夜暗い中灯るお店の灯かりは、安らぎの光りでもあった。好きなこととはいえ、夜の遠出はやっぱり緊張を強いられる。時々緊張をほぐすのも大事だ。
この道は主要国道とはいえ、山間部になれば交通量もほとんどなくなる、と思っていたが。案外多かった。
時には大きめのバイクともすれ違う。ツーリング帰りか、それとも行きか。
前を走る車に追いついてしまうこともある。旅は道連れ世は情け、と。しばらく並んで走ることも珍しくない。
そこが長年をかけてつくられた生活空間であることを物語ることでもあった。
今は遭遇はなく、1台で走行だ。
ふと、何かが横切る。小さな動物のようだ。
「ネズミか」
野ネズミが全力疾走で道を横切ったのだ。
それからしばらくすれば、道端で車から逃げようと全力疾走するなにかがいた。
「ウサギか」
白線の向こう側の路肩で茶色の野ウサギが走っている。
そうかと思えば、道に何かいる。ブレーキを踏み減速すれば。
「鹿だ」
鹿が、大きな角のある牡鹿が、のっそのっそと道路を横切ろうとしていた。ヘッドライトで横顔の表情もわかり、目もはっきりと見えるほどに照らされているのに。意に介する様子もなく、悠然と道路を横切って、暗い土手へと消えてゆく。
暗くなったとはいえ、まだ寝るには早い時間帯で、動物も活発に動き。なかなか賑やかなことだった。

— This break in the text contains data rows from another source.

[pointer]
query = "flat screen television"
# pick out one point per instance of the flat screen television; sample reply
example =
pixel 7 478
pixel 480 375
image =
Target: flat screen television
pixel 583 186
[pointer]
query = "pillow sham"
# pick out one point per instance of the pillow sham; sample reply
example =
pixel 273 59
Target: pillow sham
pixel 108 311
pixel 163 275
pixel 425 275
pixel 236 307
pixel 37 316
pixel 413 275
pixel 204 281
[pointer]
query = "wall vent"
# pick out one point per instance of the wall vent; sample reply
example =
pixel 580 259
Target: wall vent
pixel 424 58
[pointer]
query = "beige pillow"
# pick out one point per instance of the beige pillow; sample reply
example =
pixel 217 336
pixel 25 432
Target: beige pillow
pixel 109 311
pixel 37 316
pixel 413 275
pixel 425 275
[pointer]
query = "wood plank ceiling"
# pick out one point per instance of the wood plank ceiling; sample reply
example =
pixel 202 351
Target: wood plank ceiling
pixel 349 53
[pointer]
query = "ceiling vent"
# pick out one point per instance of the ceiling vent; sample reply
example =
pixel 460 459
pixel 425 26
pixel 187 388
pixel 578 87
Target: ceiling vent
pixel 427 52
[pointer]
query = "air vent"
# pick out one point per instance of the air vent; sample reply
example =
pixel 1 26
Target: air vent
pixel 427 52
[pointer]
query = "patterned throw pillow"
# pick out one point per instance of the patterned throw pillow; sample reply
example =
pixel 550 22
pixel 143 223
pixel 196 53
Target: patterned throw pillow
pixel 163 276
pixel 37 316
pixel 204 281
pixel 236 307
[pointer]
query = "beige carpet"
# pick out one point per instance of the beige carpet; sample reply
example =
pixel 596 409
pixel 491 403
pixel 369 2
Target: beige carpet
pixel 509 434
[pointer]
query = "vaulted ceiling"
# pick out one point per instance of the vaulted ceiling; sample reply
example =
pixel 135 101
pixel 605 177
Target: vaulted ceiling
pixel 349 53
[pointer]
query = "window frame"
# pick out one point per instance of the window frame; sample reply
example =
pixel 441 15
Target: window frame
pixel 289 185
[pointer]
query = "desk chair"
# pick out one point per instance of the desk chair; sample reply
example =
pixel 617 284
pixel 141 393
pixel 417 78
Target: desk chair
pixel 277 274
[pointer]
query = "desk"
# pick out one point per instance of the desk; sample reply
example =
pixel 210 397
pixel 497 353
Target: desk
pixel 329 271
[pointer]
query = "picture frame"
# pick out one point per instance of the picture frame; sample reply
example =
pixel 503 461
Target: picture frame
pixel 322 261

なんだか巨匠のもののけ映画の中に入り込んだような気持だった。
もちろんのんきに動物がいるなーと面白がるばかりでもない。
幸いオレは動物を跳ねてしまったことはないが。無残なことになった姿も見かける。さらに酷いのは、カラスやトビが屍肉を求めて道路に降りて死骸をついばんだり、持って帰ろうとして飛び上がるも重くて落としてしまう、なんてのも見たことがあり。
これが自然だと見せつけられる思いでもあり、色々な意味で、巨匠の容赦のないもののけ映画を連想させられたりする。
そこに加えての自然災害。防ぐに防げず、起こることを前提で備えなきゃいけない。
「間借りさせてもらってんだなあ」
オレは御大層な自然観などないが、こういったことを目にしていくうちに、人間は自然に間借りをさせてもらって生活をしているんだと思うようになった。